Deployment & Infra
K8s objects: free-recall review
Retrieval beats re-reading. For each prompt, say or write a full answer from memory before you open the model answer — reconstructing the mechanism is what makes it stick when you are staring at a broken rollout at 2am.
Reconstruct the unit’s core mechanisms — the reconciliation loop, the workload hierarchy, Service selectors, readiness vs liveness, ConfigMap/Secret propagation, and resource requests vs limits — without looking back at the lesson.
- 01Why does a Deployment self-heal after a node failure but a bare Pod does not?
- 02Describe the Pod to ReplicaSet to Deployment hierarchy — what single job does each layer add?
- 03How does a Service know which pods to route to, and what is the failure mode of overlapping labels?
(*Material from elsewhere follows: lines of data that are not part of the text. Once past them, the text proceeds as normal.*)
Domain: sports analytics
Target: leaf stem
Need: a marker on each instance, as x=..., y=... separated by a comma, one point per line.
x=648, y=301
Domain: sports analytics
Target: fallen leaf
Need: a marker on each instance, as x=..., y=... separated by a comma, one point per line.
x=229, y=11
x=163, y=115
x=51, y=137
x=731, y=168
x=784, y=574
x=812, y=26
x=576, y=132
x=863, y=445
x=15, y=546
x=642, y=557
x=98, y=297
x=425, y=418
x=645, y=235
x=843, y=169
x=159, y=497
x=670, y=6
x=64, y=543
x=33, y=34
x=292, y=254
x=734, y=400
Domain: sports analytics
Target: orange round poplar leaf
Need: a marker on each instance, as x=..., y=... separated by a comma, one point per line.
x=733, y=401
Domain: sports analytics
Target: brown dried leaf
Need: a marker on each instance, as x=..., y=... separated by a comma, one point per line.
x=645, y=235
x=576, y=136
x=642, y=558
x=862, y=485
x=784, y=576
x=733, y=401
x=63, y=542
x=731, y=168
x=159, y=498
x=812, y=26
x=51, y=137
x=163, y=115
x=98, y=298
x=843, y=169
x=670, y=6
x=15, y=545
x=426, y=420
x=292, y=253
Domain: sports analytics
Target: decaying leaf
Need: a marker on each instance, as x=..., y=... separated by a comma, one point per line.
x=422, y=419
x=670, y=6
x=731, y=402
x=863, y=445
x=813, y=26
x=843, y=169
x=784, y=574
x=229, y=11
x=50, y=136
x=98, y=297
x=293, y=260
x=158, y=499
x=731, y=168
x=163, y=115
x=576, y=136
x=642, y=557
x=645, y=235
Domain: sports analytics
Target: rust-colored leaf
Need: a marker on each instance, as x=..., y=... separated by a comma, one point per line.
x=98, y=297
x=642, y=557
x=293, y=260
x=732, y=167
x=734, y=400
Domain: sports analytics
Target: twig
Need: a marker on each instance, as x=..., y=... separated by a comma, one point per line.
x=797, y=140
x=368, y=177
- 04Contrast readiness, liveness, and startup probes — which one gates traffic, and what is the classic outage?
- 05Why does updating a ConfigMap or Secret not roll the pods that consume it, and how do teams force a refresh?
- 06Explain the difference between resource requests and limits, and why CPU and memory behave differently at the limit.
If you could reconstruct each answer from memory, you hold the unit’s spine: controllers reconcile declared state forever (so Deployments self-heal and bare Pods do not), the hierarchy adds one job per layer (Pod runs, ReplicaSet counts, Deployment rolls), Services bind to pods by label with no ownership awareness, readiness gates traffic while liveness restarts and startup covers slow boots, ConfigMap/Secret changes never auto-roll so you hash them into an annotation, and resources split into throttled CPU and OOMKilled memory. Those exact semantics are what every K8s incident in this domain reduces to.